W dniu jutrzejszym na kartuskim stadionie dojdzie do kolejnego meczu w ramach rozgrywek IV ligi "RWS Investments Group" pomiędzy drużynami GKS Cartusia 1923 Kartuzy a KTS-K Wikęd Luzino. Obie drużyny w tegorocznych rozgrywkach niezbyt dobrze wystartowały i po 5 kolejkach znajdują się w dolnej części tabeli. Drużyny te dzieli jedynie 1 pkt, a zatem  będzie to spotkanie za przysłowiowe 6 pkt. W drużynie Cartusii w sobotnim spotkaniu nie zagra jednak kilku podstawowych zawodników....

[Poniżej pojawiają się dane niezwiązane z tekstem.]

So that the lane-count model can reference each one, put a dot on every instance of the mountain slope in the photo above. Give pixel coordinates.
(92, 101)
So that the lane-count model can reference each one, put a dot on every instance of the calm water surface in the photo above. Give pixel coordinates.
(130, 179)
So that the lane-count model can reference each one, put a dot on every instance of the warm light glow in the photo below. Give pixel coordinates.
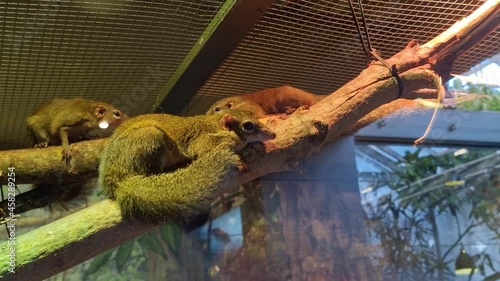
(454, 183)
(103, 125)
(461, 151)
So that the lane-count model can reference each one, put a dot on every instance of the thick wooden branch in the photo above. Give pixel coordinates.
(71, 240)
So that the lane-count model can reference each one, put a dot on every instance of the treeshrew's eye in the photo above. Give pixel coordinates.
(248, 126)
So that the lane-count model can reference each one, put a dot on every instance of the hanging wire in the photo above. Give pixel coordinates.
(369, 50)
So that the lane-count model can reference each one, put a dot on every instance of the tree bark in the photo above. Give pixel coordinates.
(80, 236)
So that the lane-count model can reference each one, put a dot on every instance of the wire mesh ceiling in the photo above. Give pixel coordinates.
(124, 51)
(313, 45)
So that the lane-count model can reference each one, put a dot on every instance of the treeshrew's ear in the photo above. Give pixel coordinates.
(226, 121)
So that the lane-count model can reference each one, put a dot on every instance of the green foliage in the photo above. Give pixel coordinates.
(491, 101)
(97, 263)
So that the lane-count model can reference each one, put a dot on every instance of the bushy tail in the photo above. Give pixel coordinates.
(180, 195)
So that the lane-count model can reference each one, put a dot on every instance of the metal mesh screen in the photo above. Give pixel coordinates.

W składzie zabraknie bowiem kapitana drużyny Marcina Adamkiewicza, który przebywa w podróży poślubnej, oraz kontuzjowanych Zbyszka Bodzaka i Cezarego Gawrona. Są to zawodnicy środka pola, więc cała ta formacja będzie musiała zostać przemeblowana przez trenera Błażeja Adamusa. Szanse gry dostaną za to zmiennicy, którzy będą mieli niepowtarzalna okazję, aby udowodnić trenerowi, że to właśnie im należy się miejsce w podstawowym składzie. Wobec absencji dwóch kapitanów Cartusii tj. Marcina Adamkiewicza oraz jego zastępcy Zbyszka Bodzaka, z opaską kapitańska na ramieniu zainauguruje wychowanek Cartusii Marek Dawidowski. Drużyna Wikędu na 5 dotychczas rozegranych spotkań poniosła 3 porażki i były to przegrane w trzech pierwszych meczach. Po tym nastąpił lekki progres i w dwóch kolejnych spotkaniach drużyna z Luzina dwukrotnie zremisowała z Jantarem Ustka i Wierzycą Pelplin po 1:1. Miejmy nadzieję, że progres ten skończył się na tych dwóch remisach i w sobotnim pojedynku będzie musiała uznać wyższość niebiesko- biało- czarnych. Obu drużynom punkty są potrzebne jak woda rybom. Jest to jednak sport i niech wygra lepszy.